In oktober 2011 stemden de minister en de staatssecretaris van Infrastructuur en Milieu opnieuw in met het verruimen van de geluidszones rondom het vliegveld. Een beroep tegen dit besluit werd door de Raad van State op 27 juni 2012 verworpen.

In juni 2010 meldde de Duitse omroep WDR dat de Duitse prijsvechter Germanwings vluchten zou gaan verplaatsten van thuisbasis Keulen/Bonn naar Maastricht in verband met de Duitse vliegbelasting. Later die maand maakten de luchthaven bekend dat het om een vals bericht ging. In november van dat jaar maakte Germanwings toch bekend in maart 2011 twaalf wekelijkse vluchten te startten naar Berlijn Schönefeld. In oktober 2012 schrapte de prijsvechter de verbinding.

Eind 2013 werd bekend dat de provincie Limburg de luchthaven van de ondergang wil redden met een overname voor het symbolische bedrag van 1 euro. De eigenaar, de Britse investeerder Omniport, is akkoord, maar als het plan geen meerderheid haalt in de Limburgse Staten ‘zal sluiting van de luchthaven realiteit kunnen worden’. In juni 2013 voorkwam de provincie met een investering van 4,5 miljoen euro dat de enige geprivatiseerde luchthaven van Nederland failliet ging. MAA lijdt vooral onder het teruglopen van het vrachtvervoer door de economische crisis. De provincie wil het eigendom en het gebruik van de luchthaven splitsen waarbij de provincie eigenaar wordt van de landingsbanen, loodsen, terminal en het vastgoed, terwijl private bedrijven het vliegveld moeten exploiteren. Om bedrijven daartoe te verleiden, willen Gedeputeerde Staten het vliegveld eerst met forse investeringen een opknapbeurt geven. De provincie is bereid gedurende tien jaar in totaal 45 miljoen euro te investeren in de luchthaven en verder investeren omliggende gemeenten ook geld. Het Rijk moet ook 10 miljoen euro bijdragen vindt de provincie. Als het niet lukt om binnen twee jaar een exploitant te vinden, zal de luchthaven ook de passagiersvluchten moeten schrappen. Op 23 januari 2016 is bekend geworden dat de exploitatie van de luchthaven de komende 10 jaar in handen is van Trade Centre Global Investments BV. Dit is een bedrijf dat actief is als vrachtmakelaar in de luchtvaart. Zij willen de komende jaren fors gaan inzetten op het aantrekken van nieuwe vrachtvervoerders maar ook op de uitbreiding van het passagiersvervoer.
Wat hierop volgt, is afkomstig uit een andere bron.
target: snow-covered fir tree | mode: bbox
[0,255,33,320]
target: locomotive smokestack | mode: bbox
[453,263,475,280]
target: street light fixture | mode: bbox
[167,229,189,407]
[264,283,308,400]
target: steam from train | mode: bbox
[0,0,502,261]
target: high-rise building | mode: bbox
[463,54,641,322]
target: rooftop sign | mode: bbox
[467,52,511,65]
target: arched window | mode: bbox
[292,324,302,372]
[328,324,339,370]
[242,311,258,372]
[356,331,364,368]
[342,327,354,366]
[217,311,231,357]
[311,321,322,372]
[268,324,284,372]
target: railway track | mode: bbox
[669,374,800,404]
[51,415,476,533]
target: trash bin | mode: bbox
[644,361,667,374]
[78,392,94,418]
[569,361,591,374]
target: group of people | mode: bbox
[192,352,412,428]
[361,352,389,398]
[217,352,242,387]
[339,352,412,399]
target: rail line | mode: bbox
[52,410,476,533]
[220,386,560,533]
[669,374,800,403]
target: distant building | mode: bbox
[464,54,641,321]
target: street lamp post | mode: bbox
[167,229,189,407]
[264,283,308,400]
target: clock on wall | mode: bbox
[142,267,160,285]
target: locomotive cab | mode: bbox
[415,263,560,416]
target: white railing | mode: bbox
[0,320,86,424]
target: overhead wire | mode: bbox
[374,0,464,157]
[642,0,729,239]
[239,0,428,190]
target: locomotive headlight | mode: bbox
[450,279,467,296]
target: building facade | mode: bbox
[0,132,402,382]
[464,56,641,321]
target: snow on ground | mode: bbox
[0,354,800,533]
Deze exploitant heeft zich in 2019 terug getrokken waardoor de luchthaven weer volledig in handen is van de Provincie Limburg.

In december 2020 werd gemeld dat de luchthaven vanwege de aanhoudende coronapandemie in gebruik is als “parkeerplaats” voor vliegtuigen. Een servicebedrijf voor luchtverkeer heeft de site in eerste instantie gehuurd tot maart 2021 met een optie tot september 2021. 

Ondanks de coronacrisis heeft de luchthaven 2020 afgesloten met een positief resultaat van ruim 1 miljoen euro.